The optimal offline algorithm, by contrast, need to move a facility from \(\bar{v}^\mathcal{O}\mathcal{N}_{\tau _k}\) to \(\bar{v}^\mathcal{O}\mathcal{N}_{\tau _1}\) during the interval with respect to the request distribution in (53). The node \(\bar{v}^\mathcal{O}\mathcal{N}_{\tau _k}\) is the node has \(\alpha S^*_{\hat{t}} + \max \{\beta ,1\}\) requests within the interval due to (53) where \(\hat{t}\) is the ending time of any iteration of the previous interval. Hence, at the end of any iteration i in the interval, the optimal offline assignment cost equals the optimal assignment cost and thus (8) remains satisfied. Consequently it implies that at most one movement by optimal offline algorithm is sufficient during the interval. This concludes that the number of movements by any optimal offline algorithm is at most \(\mathcal {I}/k\) in this case.\(\square \)

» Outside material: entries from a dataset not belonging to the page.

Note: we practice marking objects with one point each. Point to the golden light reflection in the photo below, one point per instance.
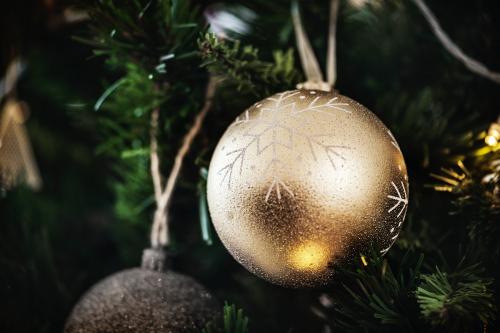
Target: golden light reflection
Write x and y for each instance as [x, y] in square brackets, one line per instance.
[493, 135]
[309, 256]
[364, 261]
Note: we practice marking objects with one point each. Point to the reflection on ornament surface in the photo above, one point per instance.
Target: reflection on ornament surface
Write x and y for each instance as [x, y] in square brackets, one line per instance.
[306, 178]
[310, 256]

Let t be the ending time of \((c \cdot \max \{k,n-k\})\)-th iteration for any integer \(c \ge 1\). Using Corollary 15 and Claim 16

$$\begin{aligned} M_t^\mathcal{O}\mathcal{N} \ge \max \{n-k,k\} \cdot M_t^\mathcal {O} \ge \frac{n}{2} \cdot M_t^\mathcal {O}. \end{aligned}$$

Thus the claim of the theorem holds.

5 Conclusion

In light of the limited research on the online variants of the mobile facility location problem (MFL), we introduce and examine the OMFL problem and its two subtypes: G-OMFL and M-OMFL. We establish tight bounds for G-OMFL on uniform metrics, where our lower bound for OMFL also applies to G-OMFL on uniform metrics since OMFL on uniform metrics is a special case of G-OMFL on uniform metrics. Additionally, we demonstrate a linear lower bound on the competitiveness for M-OMFL, even on uniform metrics.

Motivated by the approach used by [25, 26] for the k-server problem, we define and study G-OMFL on uniform metrics, similar to the allocation problem defined by [25, 26] on uniform metrics. This is the first step towards solving OMFL on HSTs and general metrics. The second step, which remains an open question, is to adapt a similar approach for OMFL using the DGA algorithm presented in this paper. The idea is for each internal node of the HST to run an instance of G-OMFL to decide how to allocate its facilities among its children nodes. Starting from the root, which has k facilities, this recursive process determines the number of facilities at each leaf of the HST, providing a feasible solution for OMFL.

The second open question is whether the result provided by Theorem 3 is tight. Additionally, due to the similarities between the M-OMFL problem in uniform metrics and the paging problem, it would be interesting to explore the use of randomized online algorithms against oblivious adversaries for M-OMFL. The goal would be to achieve a sublinear competitive ratio for this problem.